De zijkanten werden ondermijnd en grote stukken dijk brokkelden af. En al die tijd
stond het water op onze prachtige landerijen en eens groene weiden en doordrenkte
de vruchtbare grond met zijn zout.
Daarbij moeten jullie niet vergeten dat het geen zomer maar winter was. Er woed
den geregeld zware stormen en we hadden niets te stoken. Het water klotste en
bruiste tegen de muren van ons huis en we konden er niet eens uit. Toch hadden we
van alles nodig, want we moesten leven. Zelfs aan drinkwater was gebrek, hoe
vreemd het ook mag klinken. Het moest onder de mensen verdeeld worden. Een
liter per persoon per dag.
Met veel moeite tilde ik een deur uit de hengen en peddelde daarop door de straten
om te halen wat we nodig hadden.
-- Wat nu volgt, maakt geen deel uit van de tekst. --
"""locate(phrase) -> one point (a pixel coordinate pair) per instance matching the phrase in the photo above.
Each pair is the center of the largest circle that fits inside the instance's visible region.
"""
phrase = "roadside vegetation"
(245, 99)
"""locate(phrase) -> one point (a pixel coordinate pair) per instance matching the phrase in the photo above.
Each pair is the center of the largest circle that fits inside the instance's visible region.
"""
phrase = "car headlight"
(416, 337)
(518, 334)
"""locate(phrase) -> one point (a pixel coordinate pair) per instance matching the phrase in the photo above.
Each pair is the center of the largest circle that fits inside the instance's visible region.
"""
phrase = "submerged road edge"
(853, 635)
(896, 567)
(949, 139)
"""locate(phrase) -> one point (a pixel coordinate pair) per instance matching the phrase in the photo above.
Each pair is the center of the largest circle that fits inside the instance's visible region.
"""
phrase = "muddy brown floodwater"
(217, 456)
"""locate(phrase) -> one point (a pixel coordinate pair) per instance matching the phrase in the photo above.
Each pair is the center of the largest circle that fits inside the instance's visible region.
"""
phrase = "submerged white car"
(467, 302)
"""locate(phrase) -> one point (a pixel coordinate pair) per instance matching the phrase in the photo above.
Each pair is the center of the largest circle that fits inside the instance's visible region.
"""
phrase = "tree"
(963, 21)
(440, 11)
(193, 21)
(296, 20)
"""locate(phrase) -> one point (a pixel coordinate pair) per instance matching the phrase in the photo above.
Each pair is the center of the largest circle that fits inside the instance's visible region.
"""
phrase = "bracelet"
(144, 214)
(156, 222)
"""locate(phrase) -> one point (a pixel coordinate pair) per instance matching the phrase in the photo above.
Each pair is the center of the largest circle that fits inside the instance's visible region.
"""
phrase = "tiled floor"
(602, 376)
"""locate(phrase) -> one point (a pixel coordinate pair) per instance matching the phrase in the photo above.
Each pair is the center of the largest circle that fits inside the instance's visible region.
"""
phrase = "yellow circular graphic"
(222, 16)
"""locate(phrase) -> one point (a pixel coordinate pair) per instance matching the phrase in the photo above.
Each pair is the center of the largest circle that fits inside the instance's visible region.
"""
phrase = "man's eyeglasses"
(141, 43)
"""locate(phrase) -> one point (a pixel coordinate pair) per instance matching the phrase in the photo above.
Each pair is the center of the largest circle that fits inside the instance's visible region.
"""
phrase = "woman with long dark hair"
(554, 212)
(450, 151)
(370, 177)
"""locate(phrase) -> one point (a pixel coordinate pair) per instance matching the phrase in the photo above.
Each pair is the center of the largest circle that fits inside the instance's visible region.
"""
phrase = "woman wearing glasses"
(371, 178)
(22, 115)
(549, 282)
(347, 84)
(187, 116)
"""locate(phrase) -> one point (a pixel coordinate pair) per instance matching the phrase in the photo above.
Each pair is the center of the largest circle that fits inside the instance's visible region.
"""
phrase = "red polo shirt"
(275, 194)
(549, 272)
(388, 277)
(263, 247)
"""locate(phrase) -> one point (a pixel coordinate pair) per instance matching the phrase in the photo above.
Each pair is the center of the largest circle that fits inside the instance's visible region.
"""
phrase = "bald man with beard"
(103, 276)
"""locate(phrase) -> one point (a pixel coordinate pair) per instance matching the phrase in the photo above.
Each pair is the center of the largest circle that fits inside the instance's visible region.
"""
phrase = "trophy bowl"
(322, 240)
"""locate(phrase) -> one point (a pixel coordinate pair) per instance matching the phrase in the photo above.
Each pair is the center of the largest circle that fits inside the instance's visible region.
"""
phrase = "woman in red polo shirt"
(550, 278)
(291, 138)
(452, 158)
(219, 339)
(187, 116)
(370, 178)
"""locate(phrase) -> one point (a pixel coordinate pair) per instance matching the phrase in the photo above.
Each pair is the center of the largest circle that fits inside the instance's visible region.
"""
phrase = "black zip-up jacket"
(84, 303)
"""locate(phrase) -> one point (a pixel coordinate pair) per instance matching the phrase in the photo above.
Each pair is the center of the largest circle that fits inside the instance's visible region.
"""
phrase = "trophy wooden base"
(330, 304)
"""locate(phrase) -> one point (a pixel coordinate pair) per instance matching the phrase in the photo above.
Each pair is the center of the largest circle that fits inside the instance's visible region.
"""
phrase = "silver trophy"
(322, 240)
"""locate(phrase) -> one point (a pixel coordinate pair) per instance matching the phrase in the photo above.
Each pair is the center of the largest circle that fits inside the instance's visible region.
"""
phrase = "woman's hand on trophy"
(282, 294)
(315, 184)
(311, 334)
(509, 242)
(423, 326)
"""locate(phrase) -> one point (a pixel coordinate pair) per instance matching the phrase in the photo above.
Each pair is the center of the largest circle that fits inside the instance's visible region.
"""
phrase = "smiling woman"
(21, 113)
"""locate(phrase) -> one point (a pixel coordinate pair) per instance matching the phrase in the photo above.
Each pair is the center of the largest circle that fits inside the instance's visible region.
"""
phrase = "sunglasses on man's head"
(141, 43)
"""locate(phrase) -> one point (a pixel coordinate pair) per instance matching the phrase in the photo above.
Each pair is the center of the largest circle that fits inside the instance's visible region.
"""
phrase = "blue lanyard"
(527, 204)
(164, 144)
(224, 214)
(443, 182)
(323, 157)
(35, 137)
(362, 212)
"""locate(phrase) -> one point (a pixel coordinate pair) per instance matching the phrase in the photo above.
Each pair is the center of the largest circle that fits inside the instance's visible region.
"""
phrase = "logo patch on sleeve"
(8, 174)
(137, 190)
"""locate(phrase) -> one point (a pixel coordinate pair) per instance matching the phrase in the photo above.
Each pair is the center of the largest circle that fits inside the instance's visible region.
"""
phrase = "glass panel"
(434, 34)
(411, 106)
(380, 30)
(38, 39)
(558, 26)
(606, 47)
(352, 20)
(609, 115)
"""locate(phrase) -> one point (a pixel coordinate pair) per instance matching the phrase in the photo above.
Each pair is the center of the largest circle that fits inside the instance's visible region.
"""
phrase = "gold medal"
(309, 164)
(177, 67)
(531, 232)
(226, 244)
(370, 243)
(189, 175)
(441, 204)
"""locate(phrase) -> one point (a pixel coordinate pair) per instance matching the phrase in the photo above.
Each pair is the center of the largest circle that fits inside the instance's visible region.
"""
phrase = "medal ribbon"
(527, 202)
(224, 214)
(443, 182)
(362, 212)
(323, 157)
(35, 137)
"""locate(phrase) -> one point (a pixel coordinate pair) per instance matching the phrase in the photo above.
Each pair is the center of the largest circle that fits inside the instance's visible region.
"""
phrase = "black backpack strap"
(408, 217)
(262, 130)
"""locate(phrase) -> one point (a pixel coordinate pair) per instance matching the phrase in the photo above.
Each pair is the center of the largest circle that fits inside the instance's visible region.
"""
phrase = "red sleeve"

Maar er was niet veel te halen, dat kunnen
jullie wel denken. We hielpen elkaar zoveel we konden en deelden alles broederlijk
samen. We leefden echt als één grote familie. Dat was, ondanks alle kou en ellende,
het mooie van die tijd.
Maar op de duur toen de winter begon, was het bijna niet meer te harden.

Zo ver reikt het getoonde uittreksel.